Mate for life. With Jasmine. The one.

And soon.

CHAPTER SEVEN

Jasmine

Okay. So maybe I am nuts after all.

The man of my dreams comes into my store twice in one day, and I still don’t know how to feel about it.

Is he crazy, or just driving me crazy?

One minute he’s making eyes at me. The next, he’s going to tear the courier a new one. Now, for round two, he just wants to buy flowers… said so himself.

Sure, I gave him a freebie after I fleeced his friend. However, that would’ve been the perfect time to say something if he was interested. I guess I could’ve spoken up, too. But seriously? A twenty-year-old florist asking out Mr. Big Stuff? Doesn’t seem right.

I give up.

I can’t deny the effect he has on me physically. If an older guy like that, successful as hell and used to giving orders, not taking them, really wanted me, he would have said or done more than buy flowers and leave.

So, I do what I always do when I feel the hurt monster rearing its ugly head. I turn on my charm and bubble up to eleven, and I get on with what needs doing. In this case, it’s a flash mob sale of old ladies picking the dollar plant rack clean.

I force myself not to watch James leave. I tell myself for the hundredth time I’m probably just overtired or hungry if I think a man like that would travel to this side of town just for me. Me, of all people.

I push it all down, having a long, animated chat with the group of seniors who’ve made the most of a rainy day.

With my clearance rack cleared, I set about my usual chores all over again. I focus on what I know rather than what I don’t regarding men, and what needs doing.

Tying myself into a knot over James would be stupid. As much as I probably need “doing” right now as my little store, I can’t afford to waste energy on fairytales. Dreams don’t always come true, especially in my world.

But damn. If, after an hour or so, I get a steady trickle, then a definite flow… one after the other, well-dressed, executive-looking types. Each one pulling up out front and ducking in long enough to buy a bunch, or a plant, or whatever’s left before they pay cash and leave without more than a nod or a shrug…

Weird.

Maybe there’s a success conference nearby, and they have to bring flowers to mourn everyone who doesn’t earn twenty grand a month.

It distracts me from feeling hurt about how I know I acted with James and his strange antics, and puts more money in my register than I’ve ever seen. I sell out of everything for the first time ever, and it’s not even lunchtime.

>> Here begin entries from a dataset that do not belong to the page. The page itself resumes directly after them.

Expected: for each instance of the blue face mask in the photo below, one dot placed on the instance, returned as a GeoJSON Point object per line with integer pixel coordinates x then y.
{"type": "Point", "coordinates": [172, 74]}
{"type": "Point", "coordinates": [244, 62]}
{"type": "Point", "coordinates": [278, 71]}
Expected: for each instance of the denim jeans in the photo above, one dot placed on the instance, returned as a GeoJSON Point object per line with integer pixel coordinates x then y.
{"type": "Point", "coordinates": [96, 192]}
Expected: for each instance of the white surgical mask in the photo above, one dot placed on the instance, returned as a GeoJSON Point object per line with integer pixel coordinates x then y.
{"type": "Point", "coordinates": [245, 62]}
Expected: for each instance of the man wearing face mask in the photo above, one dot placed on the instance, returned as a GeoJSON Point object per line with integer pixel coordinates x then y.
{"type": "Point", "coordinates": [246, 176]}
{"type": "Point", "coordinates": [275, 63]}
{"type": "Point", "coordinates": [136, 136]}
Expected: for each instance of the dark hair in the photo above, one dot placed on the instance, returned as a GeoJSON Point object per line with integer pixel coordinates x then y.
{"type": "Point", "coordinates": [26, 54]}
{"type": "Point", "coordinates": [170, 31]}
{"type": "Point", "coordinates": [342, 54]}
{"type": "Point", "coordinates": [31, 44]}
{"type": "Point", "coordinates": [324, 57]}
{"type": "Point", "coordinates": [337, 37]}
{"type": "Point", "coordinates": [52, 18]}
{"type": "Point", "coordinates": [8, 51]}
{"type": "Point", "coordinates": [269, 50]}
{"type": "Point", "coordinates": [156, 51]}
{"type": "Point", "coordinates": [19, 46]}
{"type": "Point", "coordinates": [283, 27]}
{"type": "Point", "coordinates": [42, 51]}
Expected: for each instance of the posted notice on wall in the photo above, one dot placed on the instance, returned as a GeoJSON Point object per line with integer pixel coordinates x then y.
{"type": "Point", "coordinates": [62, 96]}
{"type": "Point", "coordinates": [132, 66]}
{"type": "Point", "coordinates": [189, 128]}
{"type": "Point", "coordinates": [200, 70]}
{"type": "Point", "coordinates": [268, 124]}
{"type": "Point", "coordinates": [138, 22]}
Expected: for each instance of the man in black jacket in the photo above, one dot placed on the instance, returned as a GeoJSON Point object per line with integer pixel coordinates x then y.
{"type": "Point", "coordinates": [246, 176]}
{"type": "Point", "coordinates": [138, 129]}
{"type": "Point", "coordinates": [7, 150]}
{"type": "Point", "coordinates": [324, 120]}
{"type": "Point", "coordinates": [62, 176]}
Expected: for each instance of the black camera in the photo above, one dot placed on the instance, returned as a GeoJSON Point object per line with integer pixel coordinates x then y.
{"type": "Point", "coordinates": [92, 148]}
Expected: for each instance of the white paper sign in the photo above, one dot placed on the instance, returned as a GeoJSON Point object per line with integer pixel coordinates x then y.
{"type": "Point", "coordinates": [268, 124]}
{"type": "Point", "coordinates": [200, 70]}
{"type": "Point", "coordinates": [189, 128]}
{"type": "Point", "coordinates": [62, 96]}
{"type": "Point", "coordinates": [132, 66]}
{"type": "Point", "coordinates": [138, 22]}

With the money from big head’s plastic bunch, I could even do something I’ve never done since opening. I could take a day off—the rest of today and tomorrow, if I really wanted to.

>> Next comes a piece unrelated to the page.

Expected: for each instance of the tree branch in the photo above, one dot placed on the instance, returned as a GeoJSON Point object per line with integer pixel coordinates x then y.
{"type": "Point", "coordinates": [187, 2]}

I feel a different kind of guilty thrill at that idea.

Safer than trying to figure out James, and why stay open if I have no flowers or plants left to sell? It’s settled, and I’m out of my apron in a flash and off to see Iris before calling it a day.

The closed sign on her little shopfront door doesn’t surprise me. She often closes up or doesn’t officially open some days. But closing before lunch is kinda unusual, even for Iris. She doesn’t need my permission, but it would have been nice to spill my guts to her after the day I’ve had.

She’s like eighty-something, so if she wants a nap or just doesn’t feel like it, she closes up. Most times, it’s because of her husband, Phil, who has health problems, and Iris is always the first to put love for her man way before work in her own store.